As a priority, the global healthcare community is urgently seeking strategies and solutions to challenge this status quo – transforming from healthcare systems that are typified by silos and waste towards integrated, patient-centric and efficient care delivery models.
Digital innovation, adaptive intelligence and connected care are creating exciting new opportunities for transformation. Each apply data and mobile technologies to forge leaner and more accessible care pathways. And to channel these and other transformation efforts, the value-based healthcare model (which aspires for better outcomes and experiences, achieved at lower costs) is accepted as the most effective evaluation and implementation framework.
However, while there are a number of exciting projects and visible pockets of excellence, the urgent need for largescale and accelerated healthcare transformation only increases by the day. Yet, given the highly complex, fragmented and personal nature of healthcare, the risk is real that we spend too much time talking about the need for change, rather than taking action to develop and scale a future-fit approach.
Now in its third year, the 2018 Future Health Index is an attempt to address this state of affairs.
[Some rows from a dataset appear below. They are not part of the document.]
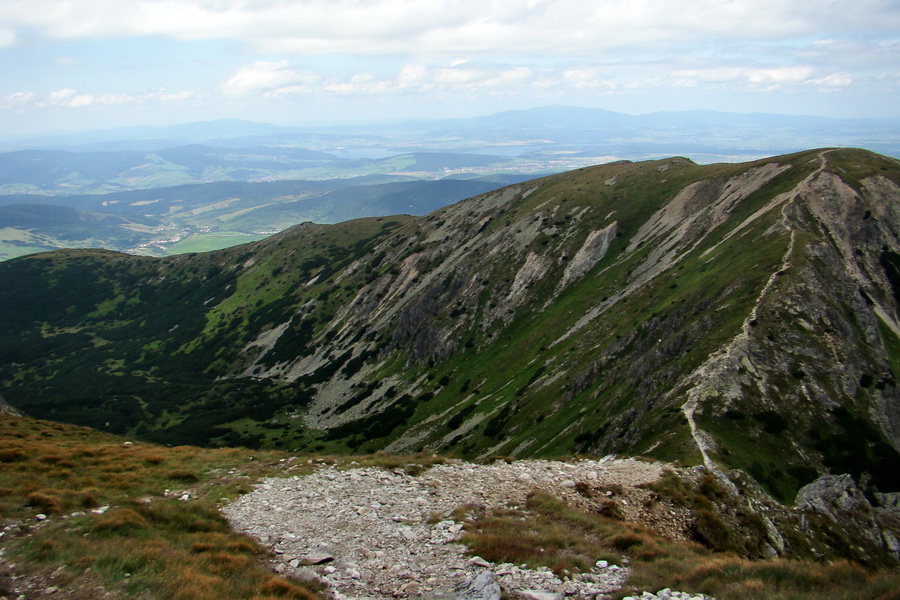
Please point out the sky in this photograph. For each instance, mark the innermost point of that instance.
(69, 65)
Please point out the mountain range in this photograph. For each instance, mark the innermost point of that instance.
(744, 315)
(209, 185)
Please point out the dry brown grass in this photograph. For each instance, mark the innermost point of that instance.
(549, 533)
(146, 544)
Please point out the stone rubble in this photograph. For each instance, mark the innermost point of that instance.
(373, 534)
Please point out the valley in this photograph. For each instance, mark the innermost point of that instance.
(683, 371)
(614, 309)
While recognizing that there is no silver bullet or one-size-fits-all solution, this study assesses and compares the value being delivered by 16 key national health systems. Moreover, by taking into account how each of these health systems is evolving, the 2018 Future Health Index offers tangible next steps and recommendations towards the path to higher quality and more efficient healthcare.
The Future Health Index assesses three key measures in a health system’s ability to deliver value-based healthcare: access, satisfaction and efficiency. Access looks at how universal and affordable healthcare is, while satisfaction considers the perspective of healthcare professionals and the general population on a system’s performance and trustworthiness. Finally, efficiency evaluates a country’s relative spending on healthcare as a percentage of GDP.
Later this year, two further chapters will be published discussing the opportunities that look at how connected care technologies will drive the changes needed. And, more importantly, how the various challenges to adoption, implementation and change management can be overcome. But as the first look at our 2018 research findings, I hope that the new Future Health Index Value Measure and subsequent country conclusions act as a positive platform for change.
In my view, global improvements in access to care and the transformation of healthcare delivery remain major global challenges, and a critical step towards meeting the Sustainable Development Goals. As ever, I remain optimistic in the power of people and technology to positively change the way the world works. And I am convinced that through careful investments in continuous learning, innovation and collaboration, we can help build a healthier and more sustainable future. I hope that the Future Health Index can continue to galvanize and bring impetus to these efforts.